Wnt-β-catenin pathway is a well-accepted activator of c-Myc, so Wnt3a(100ng/ml) was used to incubate QBC-939 for 12 hours to stimulate Wnt signaling. The recently developed small-molecule inhibitor of TRIP13, DCZ0415(10uM), HMGA1 inhibitor Netropsin(10ug/ml), and 10058-F4(10uM) were used to incubate QBC-939 cells. Interestingly, any inhibitor can decrease the expression of c-Myc, HMGA1 and TRIP13(Fig. 7A, Supplementary Fig. 7D), suggesting that these three factors were in the same positive feedback loop. Moreover, the inhibitors of HMGA1, TRIP13 and c-Myc inhibited the stemness and EMT of QBC-939 cells with Wnt3a stimulation (Fig. 7B-7D, Supplementary Fig. 7E), and suppressed pCCA migration and invasion(Fig. 7E and 7F, Supplementary Fig. 7F). All these results suggested that c-Myc promotes transcription and expression of HMGA1 and TRIP13, and implicated that HMGA1-TRIP13 axis facilitates pCCA progression in a c-Myc-dependent positive feedback loop.

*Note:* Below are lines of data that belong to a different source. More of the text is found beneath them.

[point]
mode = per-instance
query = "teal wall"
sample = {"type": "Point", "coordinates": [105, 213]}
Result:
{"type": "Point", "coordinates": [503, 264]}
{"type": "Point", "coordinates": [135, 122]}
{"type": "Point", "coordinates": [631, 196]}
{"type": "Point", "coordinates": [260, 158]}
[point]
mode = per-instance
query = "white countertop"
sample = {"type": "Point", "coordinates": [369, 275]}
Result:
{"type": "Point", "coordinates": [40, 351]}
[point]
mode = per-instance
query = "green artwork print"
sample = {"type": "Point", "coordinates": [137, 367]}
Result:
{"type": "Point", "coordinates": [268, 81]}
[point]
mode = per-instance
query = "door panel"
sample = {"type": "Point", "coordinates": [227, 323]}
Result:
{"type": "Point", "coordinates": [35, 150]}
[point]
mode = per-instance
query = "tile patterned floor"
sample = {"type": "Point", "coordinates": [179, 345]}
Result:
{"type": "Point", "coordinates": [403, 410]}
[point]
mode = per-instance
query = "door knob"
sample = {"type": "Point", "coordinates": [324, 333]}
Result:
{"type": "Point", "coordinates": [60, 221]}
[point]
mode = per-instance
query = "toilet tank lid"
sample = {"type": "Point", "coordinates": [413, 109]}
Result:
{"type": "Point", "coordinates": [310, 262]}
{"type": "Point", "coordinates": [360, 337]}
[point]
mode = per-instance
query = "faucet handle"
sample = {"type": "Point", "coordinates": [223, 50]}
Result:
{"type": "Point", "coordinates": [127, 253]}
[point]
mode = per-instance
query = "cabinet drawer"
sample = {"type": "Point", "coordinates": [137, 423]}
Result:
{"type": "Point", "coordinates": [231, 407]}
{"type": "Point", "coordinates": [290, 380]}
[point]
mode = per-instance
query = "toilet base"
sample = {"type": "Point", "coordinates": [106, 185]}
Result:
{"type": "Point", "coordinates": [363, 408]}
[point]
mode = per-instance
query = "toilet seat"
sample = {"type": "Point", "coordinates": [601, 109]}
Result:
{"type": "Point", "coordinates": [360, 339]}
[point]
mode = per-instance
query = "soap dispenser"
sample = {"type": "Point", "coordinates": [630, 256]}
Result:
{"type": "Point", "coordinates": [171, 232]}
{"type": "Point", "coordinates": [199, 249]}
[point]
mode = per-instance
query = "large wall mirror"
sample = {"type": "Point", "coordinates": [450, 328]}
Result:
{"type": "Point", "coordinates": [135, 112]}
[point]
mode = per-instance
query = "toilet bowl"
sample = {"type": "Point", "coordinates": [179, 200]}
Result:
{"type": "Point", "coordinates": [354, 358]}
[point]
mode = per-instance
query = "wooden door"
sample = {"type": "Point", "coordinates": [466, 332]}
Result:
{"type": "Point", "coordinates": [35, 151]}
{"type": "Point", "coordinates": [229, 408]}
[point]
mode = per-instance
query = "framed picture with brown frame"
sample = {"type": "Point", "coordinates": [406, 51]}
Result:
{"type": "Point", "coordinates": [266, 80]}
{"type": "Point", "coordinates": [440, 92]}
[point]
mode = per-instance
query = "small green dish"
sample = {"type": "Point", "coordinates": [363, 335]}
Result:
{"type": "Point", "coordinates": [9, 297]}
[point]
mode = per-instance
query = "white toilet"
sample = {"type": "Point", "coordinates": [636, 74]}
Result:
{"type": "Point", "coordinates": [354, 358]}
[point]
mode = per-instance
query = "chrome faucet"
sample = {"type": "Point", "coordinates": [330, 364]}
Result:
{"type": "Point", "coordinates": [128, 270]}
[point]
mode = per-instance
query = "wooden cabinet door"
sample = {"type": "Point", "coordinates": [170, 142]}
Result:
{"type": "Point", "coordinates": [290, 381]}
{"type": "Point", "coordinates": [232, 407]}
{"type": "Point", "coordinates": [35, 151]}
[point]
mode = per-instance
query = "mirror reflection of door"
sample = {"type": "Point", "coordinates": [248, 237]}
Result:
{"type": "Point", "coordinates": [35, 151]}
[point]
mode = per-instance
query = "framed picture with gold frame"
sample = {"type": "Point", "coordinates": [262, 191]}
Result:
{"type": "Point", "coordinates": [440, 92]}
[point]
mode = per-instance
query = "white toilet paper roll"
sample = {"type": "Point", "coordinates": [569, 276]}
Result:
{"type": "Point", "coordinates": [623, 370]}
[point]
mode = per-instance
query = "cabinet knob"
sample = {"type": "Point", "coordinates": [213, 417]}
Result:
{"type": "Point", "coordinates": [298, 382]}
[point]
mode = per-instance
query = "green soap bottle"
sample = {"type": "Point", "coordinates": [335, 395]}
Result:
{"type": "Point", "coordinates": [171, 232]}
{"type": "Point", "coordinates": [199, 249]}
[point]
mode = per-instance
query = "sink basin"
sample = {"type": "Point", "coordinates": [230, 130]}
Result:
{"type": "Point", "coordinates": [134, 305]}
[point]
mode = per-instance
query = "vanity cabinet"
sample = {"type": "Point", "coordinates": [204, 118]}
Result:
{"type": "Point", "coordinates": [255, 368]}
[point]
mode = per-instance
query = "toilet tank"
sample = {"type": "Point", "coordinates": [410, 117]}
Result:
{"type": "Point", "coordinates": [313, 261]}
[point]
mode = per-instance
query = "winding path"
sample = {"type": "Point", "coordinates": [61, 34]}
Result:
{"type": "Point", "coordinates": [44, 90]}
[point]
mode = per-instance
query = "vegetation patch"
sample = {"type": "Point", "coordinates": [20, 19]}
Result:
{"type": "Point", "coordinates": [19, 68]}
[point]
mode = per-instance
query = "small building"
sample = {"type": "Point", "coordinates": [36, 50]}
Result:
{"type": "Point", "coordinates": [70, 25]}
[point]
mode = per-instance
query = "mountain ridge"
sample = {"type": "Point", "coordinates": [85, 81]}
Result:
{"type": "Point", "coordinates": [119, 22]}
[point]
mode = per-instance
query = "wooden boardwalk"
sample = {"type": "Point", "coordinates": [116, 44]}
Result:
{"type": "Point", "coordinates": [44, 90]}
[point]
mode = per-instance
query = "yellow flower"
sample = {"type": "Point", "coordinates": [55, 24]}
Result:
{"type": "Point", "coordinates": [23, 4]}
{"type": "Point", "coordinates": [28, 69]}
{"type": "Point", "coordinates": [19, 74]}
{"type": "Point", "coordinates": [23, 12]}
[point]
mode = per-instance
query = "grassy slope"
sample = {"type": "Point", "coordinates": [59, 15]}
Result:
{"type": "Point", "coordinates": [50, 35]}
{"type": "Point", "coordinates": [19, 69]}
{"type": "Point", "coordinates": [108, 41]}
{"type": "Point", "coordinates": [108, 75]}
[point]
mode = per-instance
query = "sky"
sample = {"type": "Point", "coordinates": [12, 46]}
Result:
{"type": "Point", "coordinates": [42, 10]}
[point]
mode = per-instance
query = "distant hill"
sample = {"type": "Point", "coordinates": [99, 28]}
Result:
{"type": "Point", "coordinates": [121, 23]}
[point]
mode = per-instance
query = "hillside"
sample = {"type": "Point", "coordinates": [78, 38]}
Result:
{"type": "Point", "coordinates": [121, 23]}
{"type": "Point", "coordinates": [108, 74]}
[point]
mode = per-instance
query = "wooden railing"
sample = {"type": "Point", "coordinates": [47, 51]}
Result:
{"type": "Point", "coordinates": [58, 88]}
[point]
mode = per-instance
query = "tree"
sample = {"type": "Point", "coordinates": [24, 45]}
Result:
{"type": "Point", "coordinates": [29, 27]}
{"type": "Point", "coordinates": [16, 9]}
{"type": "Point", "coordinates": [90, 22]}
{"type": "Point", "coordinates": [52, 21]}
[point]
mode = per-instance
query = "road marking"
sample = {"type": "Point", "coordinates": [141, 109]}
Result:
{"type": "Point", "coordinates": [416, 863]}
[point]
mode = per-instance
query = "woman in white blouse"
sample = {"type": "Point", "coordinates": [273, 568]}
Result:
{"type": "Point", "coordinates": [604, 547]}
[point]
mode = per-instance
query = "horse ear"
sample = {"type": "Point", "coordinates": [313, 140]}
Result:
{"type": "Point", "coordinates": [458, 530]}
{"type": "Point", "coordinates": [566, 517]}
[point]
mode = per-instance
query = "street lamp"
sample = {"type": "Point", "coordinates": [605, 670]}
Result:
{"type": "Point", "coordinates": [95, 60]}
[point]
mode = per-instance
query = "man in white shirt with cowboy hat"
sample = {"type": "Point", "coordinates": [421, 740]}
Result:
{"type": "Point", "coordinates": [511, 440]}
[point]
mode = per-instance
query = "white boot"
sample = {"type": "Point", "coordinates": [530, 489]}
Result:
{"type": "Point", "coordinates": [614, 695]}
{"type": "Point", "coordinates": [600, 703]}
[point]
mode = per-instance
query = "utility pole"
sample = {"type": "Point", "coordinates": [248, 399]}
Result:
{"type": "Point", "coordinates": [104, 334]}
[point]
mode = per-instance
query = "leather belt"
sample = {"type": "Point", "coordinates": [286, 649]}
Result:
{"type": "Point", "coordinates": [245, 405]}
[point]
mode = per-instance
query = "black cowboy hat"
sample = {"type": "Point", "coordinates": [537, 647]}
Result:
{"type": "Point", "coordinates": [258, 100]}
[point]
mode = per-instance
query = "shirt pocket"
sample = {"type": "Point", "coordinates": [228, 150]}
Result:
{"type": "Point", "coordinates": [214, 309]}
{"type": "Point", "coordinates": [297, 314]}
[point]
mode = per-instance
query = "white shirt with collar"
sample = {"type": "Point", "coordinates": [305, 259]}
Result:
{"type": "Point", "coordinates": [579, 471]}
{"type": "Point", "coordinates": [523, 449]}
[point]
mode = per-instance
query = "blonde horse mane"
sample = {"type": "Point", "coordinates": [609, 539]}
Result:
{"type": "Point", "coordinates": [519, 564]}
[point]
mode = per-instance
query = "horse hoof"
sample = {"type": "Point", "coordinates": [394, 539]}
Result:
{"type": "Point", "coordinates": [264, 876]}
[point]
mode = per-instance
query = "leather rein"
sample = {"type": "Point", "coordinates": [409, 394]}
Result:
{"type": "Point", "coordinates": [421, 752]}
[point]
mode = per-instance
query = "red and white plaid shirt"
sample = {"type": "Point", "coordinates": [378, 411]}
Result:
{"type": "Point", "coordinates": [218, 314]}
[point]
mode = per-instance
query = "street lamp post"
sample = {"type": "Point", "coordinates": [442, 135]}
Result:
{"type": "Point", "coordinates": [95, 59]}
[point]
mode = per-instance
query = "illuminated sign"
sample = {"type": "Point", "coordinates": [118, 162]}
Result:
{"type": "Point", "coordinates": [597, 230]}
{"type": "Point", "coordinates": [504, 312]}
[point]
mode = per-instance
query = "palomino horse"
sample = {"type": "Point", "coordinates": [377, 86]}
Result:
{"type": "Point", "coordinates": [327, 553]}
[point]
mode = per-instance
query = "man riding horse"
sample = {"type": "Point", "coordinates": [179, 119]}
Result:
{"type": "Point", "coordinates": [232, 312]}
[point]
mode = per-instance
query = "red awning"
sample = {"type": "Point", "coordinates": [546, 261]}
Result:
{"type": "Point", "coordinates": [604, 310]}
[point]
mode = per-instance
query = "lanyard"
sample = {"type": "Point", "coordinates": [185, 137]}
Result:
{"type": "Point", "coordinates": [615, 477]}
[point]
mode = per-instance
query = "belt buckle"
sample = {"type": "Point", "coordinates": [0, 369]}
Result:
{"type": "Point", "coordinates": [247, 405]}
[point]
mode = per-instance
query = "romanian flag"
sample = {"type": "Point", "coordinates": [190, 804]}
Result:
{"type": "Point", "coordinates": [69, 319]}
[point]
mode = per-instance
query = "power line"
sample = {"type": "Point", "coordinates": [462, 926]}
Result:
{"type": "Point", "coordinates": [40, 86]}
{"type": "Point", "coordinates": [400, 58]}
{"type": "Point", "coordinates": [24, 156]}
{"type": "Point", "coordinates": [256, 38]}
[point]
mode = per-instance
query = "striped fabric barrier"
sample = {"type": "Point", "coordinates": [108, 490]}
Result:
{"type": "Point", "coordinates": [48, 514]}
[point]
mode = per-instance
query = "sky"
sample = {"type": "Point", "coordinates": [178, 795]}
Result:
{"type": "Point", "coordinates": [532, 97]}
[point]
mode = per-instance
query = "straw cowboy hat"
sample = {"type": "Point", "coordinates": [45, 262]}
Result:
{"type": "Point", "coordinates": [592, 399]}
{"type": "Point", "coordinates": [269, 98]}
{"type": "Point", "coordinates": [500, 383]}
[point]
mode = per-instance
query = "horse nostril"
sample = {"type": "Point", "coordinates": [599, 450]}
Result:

In our previous study, we showed that TCF family, important component of Wnt-β-catenin signaling, can induce c-Myc expression and promote pCCA progression, therefore we detected the correlation between HMGA1 and TCF family, which showed that HMGA1 regulated TCF4/TCF7/LEF1 expression and their downstream effector c-Myc(Supplementary Fig. 9). This result suggests that HMGA1 has multiple crosslinks with Wnt-β-catenin-Myc signaling, which may be another positive feedback loop to amplify cell stemness and EMT in pCCA.